From: <aner.lucero_AT_gmail.com>
Date: Thu, 17 Jun 2010 16:31:21 -0700

On Thu, Jun 17, 2010 at 09:34:47AM -0400, Kris Maglione wrote:
> On Thu, Jun 17, 2010 at 02:03:31PM +0100, Ethan Grammatikidis wrote:
> >
> >On 17 Jun 2010, at 11:15, Kris Maglione wrote:
> >
> >>On Thu, Jun 17, 2010 at 11:59:25AM +0200, pancake wrote:
> >>>When i said toki pona..i was not joking..
> >>>
> >>> http://en.tokipona.org/
> >>>
> >>>you can index the dictionary with a byte.
> >>
> >>It might be alright as a pidgin, but as someone with pronounced
> >>logophilia, I'd tend find it insufferable. Beyond that, it by
> >>nature requires that things which can be said in other
> >>languages in one word.
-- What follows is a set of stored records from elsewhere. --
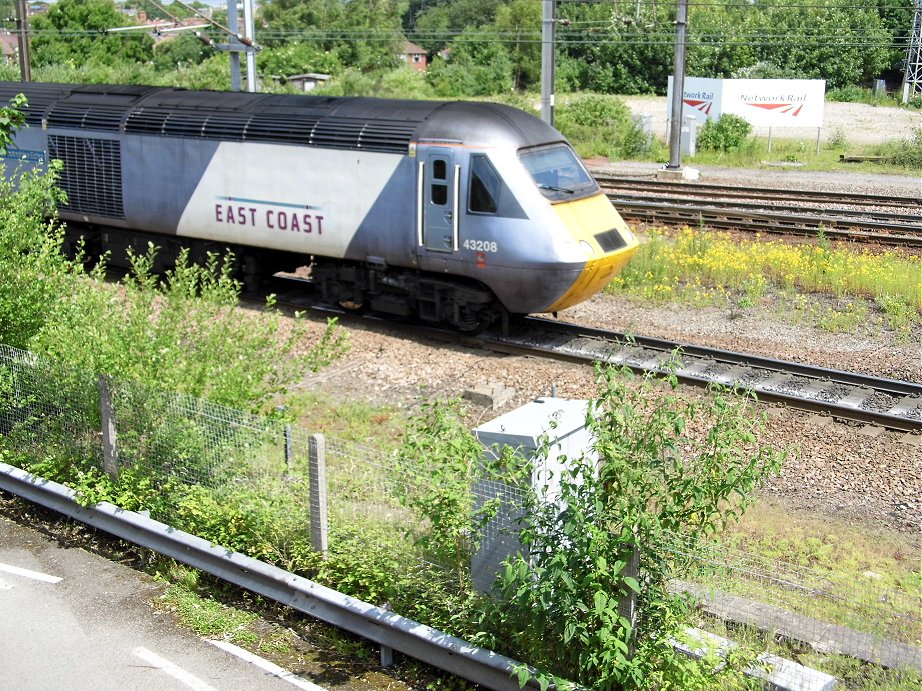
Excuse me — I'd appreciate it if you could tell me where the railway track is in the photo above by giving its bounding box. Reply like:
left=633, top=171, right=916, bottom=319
left=597, top=176, right=922, bottom=247
left=270, top=279, right=922, bottom=432
left=476, top=317, right=922, bottom=432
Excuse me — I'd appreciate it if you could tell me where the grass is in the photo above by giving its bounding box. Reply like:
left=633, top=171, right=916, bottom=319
left=608, top=227, right=922, bottom=339
left=695, top=499, right=922, bottom=691
left=286, top=391, right=406, bottom=453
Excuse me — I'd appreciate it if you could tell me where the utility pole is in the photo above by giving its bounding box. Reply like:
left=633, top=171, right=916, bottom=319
left=666, top=0, right=688, bottom=170
left=903, top=0, right=922, bottom=103
left=16, top=0, right=32, bottom=82
left=541, top=0, right=557, bottom=127
left=243, top=0, right=257, bottom=94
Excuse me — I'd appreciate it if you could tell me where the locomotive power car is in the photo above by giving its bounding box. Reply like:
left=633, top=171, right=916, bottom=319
left=0, top=82, right=637, bottom=330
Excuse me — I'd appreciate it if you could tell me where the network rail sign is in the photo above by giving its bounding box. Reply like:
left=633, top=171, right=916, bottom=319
left=667, top=77, right=826, bottom=127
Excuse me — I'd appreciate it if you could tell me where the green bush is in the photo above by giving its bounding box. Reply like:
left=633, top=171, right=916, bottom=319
left=826, top=85, right=868, bottom=103
left=486, top=367, right=783, bottom=691
left=554, top=94, right=653, bottom=159
left=698, top=113, right=752, bottom=151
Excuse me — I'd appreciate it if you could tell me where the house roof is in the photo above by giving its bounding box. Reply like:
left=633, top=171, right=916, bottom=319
left=403, top=41, right=429, bottom=55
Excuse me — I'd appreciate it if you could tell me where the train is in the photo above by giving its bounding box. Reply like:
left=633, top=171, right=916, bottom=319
left=0, top=82, right=638, bottom=331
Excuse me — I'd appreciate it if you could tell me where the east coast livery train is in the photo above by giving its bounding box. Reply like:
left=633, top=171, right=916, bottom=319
left=0, top=82, right=637, bottom=330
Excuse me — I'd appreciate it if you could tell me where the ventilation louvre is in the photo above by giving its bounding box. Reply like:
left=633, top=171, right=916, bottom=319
left=48, top=134, right=125, bottom=219
left=47, top=103, right=128, bottom=132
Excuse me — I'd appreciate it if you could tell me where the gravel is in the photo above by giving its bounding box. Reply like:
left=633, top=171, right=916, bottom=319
left=621, top=96, right=922, bottom=144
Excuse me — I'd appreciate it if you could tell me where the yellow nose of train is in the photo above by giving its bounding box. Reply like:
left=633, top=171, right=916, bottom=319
left=546, top=193, right=639, bottom=312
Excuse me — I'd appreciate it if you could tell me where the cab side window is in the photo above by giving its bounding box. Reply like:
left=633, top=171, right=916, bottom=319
left=467, top=155, right=502, bottom=214
left=430, top=158, right=448, bottom=206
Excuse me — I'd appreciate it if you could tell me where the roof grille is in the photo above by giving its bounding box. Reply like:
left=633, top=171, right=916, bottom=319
left=0, top=82, right=70, bottom=125
left=125, top=108, right=416, bottom=154
left=244, top=113, right=318, bottom=144
left=47, top=103, right=128, bottom=132
left=202, top=113, right=253, bottom=142
left=125, top=108, right=170, bottom=134
left=48, top=134, right=125, bottom=218
left=595, top=228, right=627, bottom=252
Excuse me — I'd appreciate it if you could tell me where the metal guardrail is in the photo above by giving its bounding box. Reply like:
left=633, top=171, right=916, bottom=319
left=0, top=463, right=539, bottom=691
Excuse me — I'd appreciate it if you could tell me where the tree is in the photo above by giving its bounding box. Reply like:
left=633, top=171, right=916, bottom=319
left=32, top=0, right=154, bottom=66
left=491, top=0, right=541, bottom=90
left=257, top=0, right=403, bottom=70
left=426, top=29, right=514, bottom=98
left=0, top=95, right=70, bottom=348
left=259, top=41, right=342, bottom=80
left=485, top=368, right=783, bottom=691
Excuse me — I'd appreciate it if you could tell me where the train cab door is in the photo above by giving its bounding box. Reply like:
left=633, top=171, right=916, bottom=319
left=417, top=147, right=461, bottom=253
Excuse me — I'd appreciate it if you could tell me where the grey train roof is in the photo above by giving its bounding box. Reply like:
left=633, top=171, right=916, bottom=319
left=0, top=82, right=563, bottom=154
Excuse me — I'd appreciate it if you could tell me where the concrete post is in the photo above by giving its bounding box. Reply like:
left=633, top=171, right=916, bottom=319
left=99, top=377, right=118, bottom=480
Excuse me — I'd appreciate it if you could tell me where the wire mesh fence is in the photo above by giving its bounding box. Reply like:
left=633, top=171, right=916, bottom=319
left=0, top=346, right=922, bottom=688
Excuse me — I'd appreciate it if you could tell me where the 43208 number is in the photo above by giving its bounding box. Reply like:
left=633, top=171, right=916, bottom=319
left=461, top=240, right=499, bottom=252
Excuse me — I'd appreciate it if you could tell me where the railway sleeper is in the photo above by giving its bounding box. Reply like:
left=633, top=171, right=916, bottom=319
left=311, top=258, right=506, bottom=332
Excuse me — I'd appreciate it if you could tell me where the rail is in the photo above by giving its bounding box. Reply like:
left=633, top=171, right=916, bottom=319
left=477, top=317, right=922, bottom=432
left=598, top=176, right=922, bottom=247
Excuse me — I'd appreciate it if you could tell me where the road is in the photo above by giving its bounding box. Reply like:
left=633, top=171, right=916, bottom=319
left=0, top=517, right=319, bottom=691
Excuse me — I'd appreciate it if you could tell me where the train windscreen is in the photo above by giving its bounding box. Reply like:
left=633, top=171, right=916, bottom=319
left=519, top=144, right=599, bottom=201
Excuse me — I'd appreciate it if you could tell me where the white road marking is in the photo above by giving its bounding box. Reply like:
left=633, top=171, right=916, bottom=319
left=205, top=638, right=327, bottom=691
left=0, top=562, right=61, bottom=583
left=131, top=648, right=216, bottom=691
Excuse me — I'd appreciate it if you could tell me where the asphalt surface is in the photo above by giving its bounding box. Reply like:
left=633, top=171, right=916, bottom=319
left=0, top=517, right=304, bottom=691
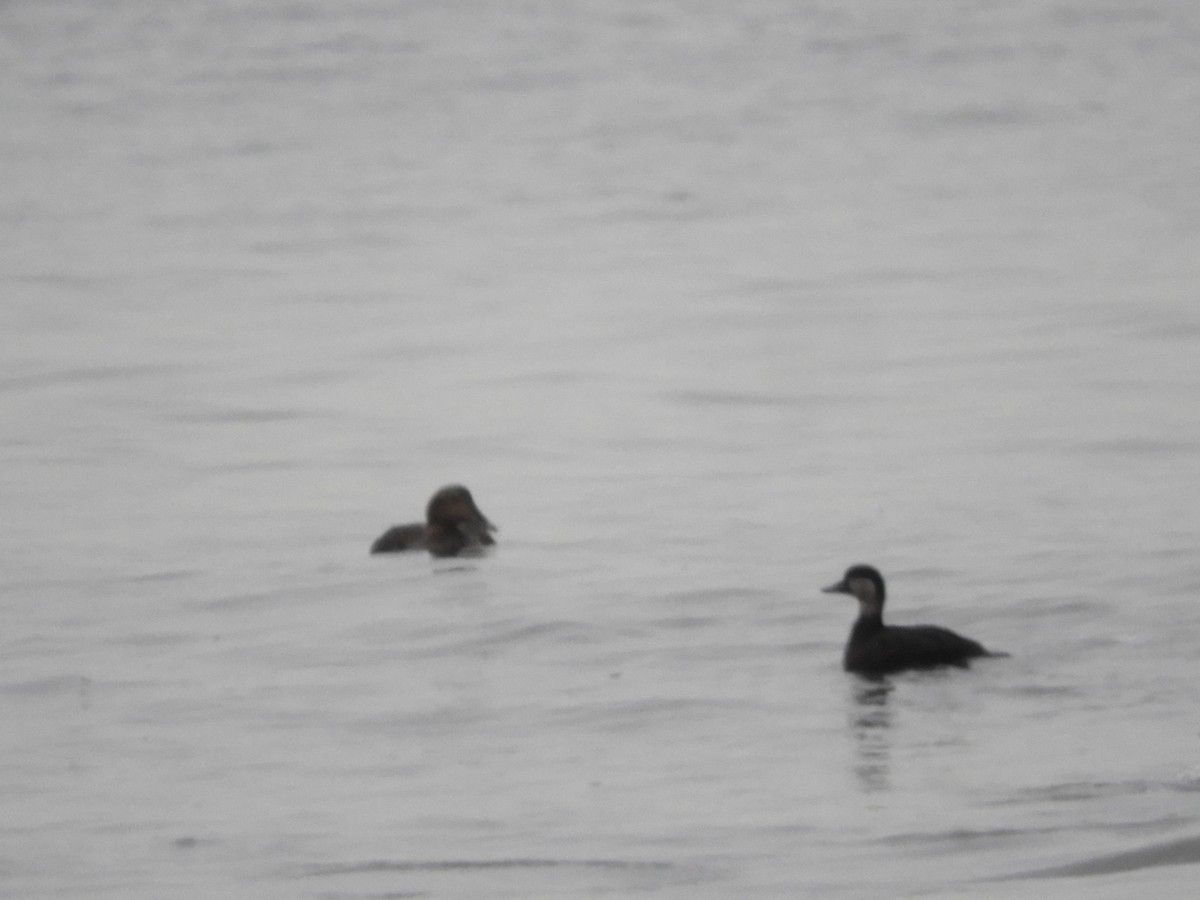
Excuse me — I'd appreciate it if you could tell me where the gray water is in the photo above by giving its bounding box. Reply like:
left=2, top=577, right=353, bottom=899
left=0, top=0, right=1200, bottom=899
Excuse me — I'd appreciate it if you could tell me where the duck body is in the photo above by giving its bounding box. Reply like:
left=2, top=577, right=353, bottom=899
left=371, top=485, right=496, bottom=557
left=824, top=565, right=1006, bottom=677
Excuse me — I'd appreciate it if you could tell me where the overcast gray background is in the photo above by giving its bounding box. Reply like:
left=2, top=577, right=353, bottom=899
left=0, top=0, right=1200, bottom=899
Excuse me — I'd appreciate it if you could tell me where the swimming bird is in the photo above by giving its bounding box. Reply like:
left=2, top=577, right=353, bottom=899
left=371, top=485, right=496, bottom=557
left=823, top=565, right=1007, bottom=677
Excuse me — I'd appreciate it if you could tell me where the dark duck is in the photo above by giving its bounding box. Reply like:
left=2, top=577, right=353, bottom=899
left=824, top=565, right=1007, bottom=677
left=371, top=485, right=496, bottom=557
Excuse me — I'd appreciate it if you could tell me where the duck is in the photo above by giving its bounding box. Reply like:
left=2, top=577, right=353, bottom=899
left=371, top=485, right=497, bottom=557
left=822, top=565, right=1008, bottom=677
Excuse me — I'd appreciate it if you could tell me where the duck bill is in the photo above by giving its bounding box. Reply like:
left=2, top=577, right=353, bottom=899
left=458, top=512, right=497, bottom=544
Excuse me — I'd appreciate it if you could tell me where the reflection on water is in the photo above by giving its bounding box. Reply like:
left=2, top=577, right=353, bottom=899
left=850, top=680, right=892, bottom=793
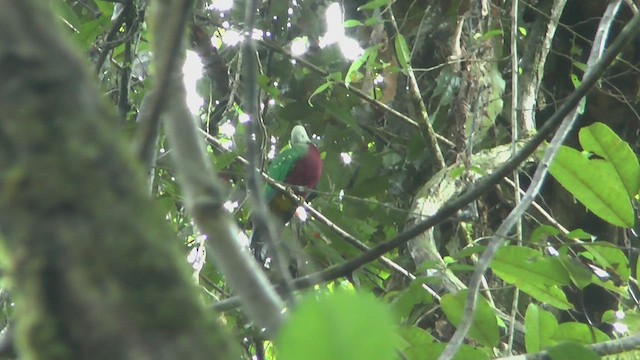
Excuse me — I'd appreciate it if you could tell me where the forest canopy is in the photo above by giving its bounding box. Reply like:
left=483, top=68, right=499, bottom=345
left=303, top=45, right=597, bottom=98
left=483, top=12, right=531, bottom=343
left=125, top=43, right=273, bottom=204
left=0, top=0, right=640, bottom=360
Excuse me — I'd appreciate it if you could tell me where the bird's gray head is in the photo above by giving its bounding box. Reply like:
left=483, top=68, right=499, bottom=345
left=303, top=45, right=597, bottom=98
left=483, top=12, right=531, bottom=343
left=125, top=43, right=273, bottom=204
left=291, top=125, right=311, bottom=146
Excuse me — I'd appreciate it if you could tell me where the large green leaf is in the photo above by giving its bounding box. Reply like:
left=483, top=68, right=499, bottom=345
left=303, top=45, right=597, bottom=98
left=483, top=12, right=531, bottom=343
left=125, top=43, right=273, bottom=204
left=549, top=146, right=634, bottom=227
left=440, top=290, right=500, bottom=347
left=277, top=291, right=399, bottom=360
left=579, top=122, right=640, bottom=197
left=524, top=304, right=558, bottom=353
left=491, top=246, right=573, bottom=310
left=553, top=322, right=611, bottom=345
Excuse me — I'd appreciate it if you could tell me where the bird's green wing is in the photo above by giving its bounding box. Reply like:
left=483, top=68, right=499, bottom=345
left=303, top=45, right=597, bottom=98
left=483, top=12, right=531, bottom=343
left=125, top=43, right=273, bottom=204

This does recommend it to technical
> >>writing.
> >
> >I'd say I have a little logophillia myself, but I'd rather learn
> >how to combine few short words than memorise numerous long ones.
> >In fact it rather parallels how I'd rather use rc than bourne
> >shell, plan 9 than posix.
>
> I might also add that it would be as aply named if Pona translated
> as New. I'm not necessarily averse to a properly designed
> language[1]; one of Tolkein's might perhaps do nicely. But Toki Pona
> isn't it.
>
> [1] Though, in practice, they tend not to catch. Our brains evolved
> to process languages that grew organically, and they tend to work in
> ideosyncratic ways that we can't really put rules to. And, when we
> come to situations that the language doesn't handle well, we tend to
> improvise without much consideration, so the languages tend to shift
> regardless. Pidgens, used for long enough, turn into creoles without
> exception.
>
> --
> Kris Maglione
>
> I have ever hated all nations, professions, and communities, and all
> my love is toward individuals.
> --Jonathan Swift
>
>

Why to speculate when we already know the answer?

From Wikipedia:

In the field of data compression, Shannon–Fano coding is a technique for
constructing a prefix code based on a set of symbols and their probabilities
(estimated or measured). It is suboptimal in the sense that it does not
achieve the lowest possible expected code word length like Huffman coding;
however unlike Huffman coding, it does guarantee that all code word lengths
are within one bit of their theoretical ideal − logP(x).